The global economy is under siege, with oil entrenched above $91 a barrel and the Iran conflict showing no signs of the resolution that would lift the siege and allow the energy market to normalize. The more than 25% weekly surge in Brent crude — the biggest since the early Covid-19 pandemic — has placed the entire global economic system under fire simultaneously: energy costs are rising, inflation is threatening, financial markets are falling, and central banks are pinned between their mandate to control prices and the need to support growth.
The siege metaphor is particularly apt because the Strait of Hormuz — the narrow waterway through which a fifth of global energy flows — has been literally placed under military siege by the Iran conflict. Nine vessels have been attacked, around 600 are stranded, and Iran’s Revolutionary Guard continues to threaten any western tanker that attempts passage. The Trump administration’s military escort offer has not lifted the siege commercially; the economic consequences of the blockade are mounting by the day.
Within the siege, the Gulf’s energy infrastructure is under its own form of internal pressure. Kuwait has been forced to cut production because its storage tanks are full and the oil cannot be moved. Saudi Arabia and UAE face the same situation within 20 days. Qatar’s LNG terminal has been damaged, disrupting roughly 20% of global LNG supply. The siege is not just external — it is creating internal structural failures across the Gulf’s energy system.
Qatar’s energy minister has provided the siege’s worst-case endpoint: $150 per barrel, when all Gulf exporters are forced to halt production within weeks. The minister’s own country is already experiencing the consequences of the siege in the most direct possible way, with export infrastructure damaged and revenues disrupted. His warning carries the authority of someone who is living through the scenario he is describing.

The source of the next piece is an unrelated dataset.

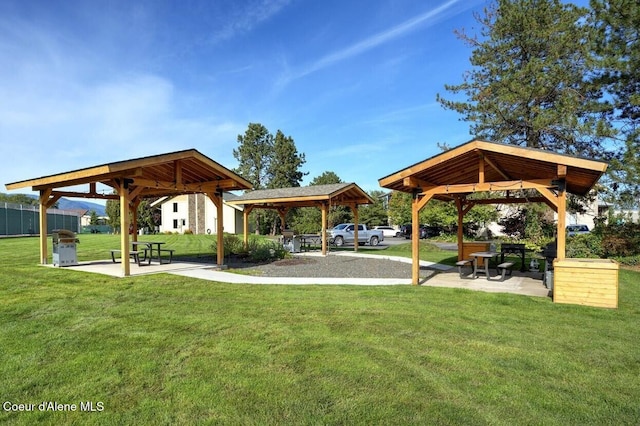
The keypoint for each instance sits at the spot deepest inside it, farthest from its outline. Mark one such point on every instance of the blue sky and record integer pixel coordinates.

Financial markets have reflected the siege conditions with comprehensive damage across asset classes. Stock markets have fallen sharply globally. Bond yields have surged to crisis levels. Rate cut expectations have been abandoned. Airlines have warned of massive losses. Gold has fallen. The siege of the global economy by $91 oil and the Iran conflict is not a brief episode — it is a sustained military, logistical, and financial emergency whose resolution requires an end to a conflict that shows no immediate sign of concluding.